Frame Structure for OFDMA with Time Division Duplexing

Orthogonal frequency division multiple access (OFDMA) is a multi-user version of digital data modulation scheme OFDM (orthogonal frequency division multiplexing). In OFDM, a single stream of data is divided into several separate sub-streams for transmission via multiple channels. OFDM uses the principle of frequency division multiplexing (FDM), where the available bandwidth is divided into a set of sub-streams having separate frequency bands.

In OFDMA, multiple access is achieved by assignment of different subsets of subcarriers to individual stations. This permits transmission to go on simultaneously at lower data rate from several stations.

The stations assigned to a given subcarrier alternate between sending and receiving using time division duplexing (TDD). In TDD, the uplink of a station is separated from the downlink by allocating different time slots in the same frequency band of a subcarrier. This allows asymmetric flow of data for upstream and downstream. Each station is allotted separate time slots for uplink and downlink transmission.

Frame Structure of OFDMA with TDD

The following diagram shows the frame structure that needs to be used for orthogonal frequency division multiple access with time division duplexing −

The particulars of the frame that is sent with respect to time is as follows −

  • Each frame starts with a preamble. The function of the preamble is to synchronize all the stations that are contending for the wireless channel.
  • The preamble is followed by two maps for downlink and uplink bursts. They hold information about how the downlink bursts and the uplink bursts are assigned over the frame in the subcarrier.
  • The above maps are controlled by the base station.
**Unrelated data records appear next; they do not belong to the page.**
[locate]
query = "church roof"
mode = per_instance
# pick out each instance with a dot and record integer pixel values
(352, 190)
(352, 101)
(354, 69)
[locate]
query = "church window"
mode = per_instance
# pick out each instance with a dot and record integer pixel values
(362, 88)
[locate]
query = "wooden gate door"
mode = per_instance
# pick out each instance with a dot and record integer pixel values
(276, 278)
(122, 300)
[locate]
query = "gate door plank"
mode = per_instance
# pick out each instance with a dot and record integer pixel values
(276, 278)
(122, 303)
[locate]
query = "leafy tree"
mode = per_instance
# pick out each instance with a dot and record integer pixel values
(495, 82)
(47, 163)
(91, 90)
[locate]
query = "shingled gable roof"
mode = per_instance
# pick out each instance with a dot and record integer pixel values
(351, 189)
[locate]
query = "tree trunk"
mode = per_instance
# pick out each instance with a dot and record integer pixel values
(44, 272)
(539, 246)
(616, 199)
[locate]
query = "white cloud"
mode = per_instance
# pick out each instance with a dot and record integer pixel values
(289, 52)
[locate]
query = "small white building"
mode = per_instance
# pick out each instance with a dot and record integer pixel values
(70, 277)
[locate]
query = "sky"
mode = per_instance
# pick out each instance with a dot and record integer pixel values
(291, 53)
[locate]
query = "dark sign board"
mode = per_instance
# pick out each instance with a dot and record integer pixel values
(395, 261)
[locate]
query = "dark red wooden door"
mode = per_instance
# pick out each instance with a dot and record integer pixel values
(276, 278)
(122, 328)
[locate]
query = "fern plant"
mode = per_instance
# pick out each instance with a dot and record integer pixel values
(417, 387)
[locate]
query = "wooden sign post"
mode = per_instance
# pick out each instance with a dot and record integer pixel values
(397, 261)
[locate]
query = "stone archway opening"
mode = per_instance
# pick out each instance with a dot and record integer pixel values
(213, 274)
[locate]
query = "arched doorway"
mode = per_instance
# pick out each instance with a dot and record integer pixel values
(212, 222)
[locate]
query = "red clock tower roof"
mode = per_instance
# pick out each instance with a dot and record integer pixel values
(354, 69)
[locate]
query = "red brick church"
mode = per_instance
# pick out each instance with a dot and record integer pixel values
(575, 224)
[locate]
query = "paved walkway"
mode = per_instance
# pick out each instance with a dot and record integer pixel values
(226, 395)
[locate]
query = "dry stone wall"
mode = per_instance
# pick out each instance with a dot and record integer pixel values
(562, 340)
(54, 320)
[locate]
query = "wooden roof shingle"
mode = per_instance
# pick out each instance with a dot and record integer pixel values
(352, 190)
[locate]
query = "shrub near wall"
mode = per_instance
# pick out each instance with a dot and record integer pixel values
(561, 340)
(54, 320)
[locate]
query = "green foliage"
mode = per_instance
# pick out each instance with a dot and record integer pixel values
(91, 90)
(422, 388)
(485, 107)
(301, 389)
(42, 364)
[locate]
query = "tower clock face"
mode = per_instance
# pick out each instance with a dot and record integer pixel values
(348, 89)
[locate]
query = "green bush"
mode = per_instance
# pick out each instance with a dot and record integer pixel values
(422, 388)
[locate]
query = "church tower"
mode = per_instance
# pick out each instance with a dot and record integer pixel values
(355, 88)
This adds flexibility to the system, as the base station can allot different amount of bandwidth to the stations for each frame as per the requirements of the stations.
  • After the maps are transmitted, the base station sends bursts of downlink data streams to the concerned stations according to the timings laid down in the downlink map.
  • Downlink traffic ends with a guard band that allows the stations to switch from receiving to transmitting mode.
  • The stations then send their data in bursts of uplink data streams to the base station.
  • Among the uplink bursts, one is reserved for ranging. In the ranging process, new stations can send their upstream data. The stations request for bandwidth to connect to the base station and adjust their burst time according to the ranging slot.
  • After the whole frame has been sent, an inter-frame spacing is kept and then the base station initiates transmission of the next frame.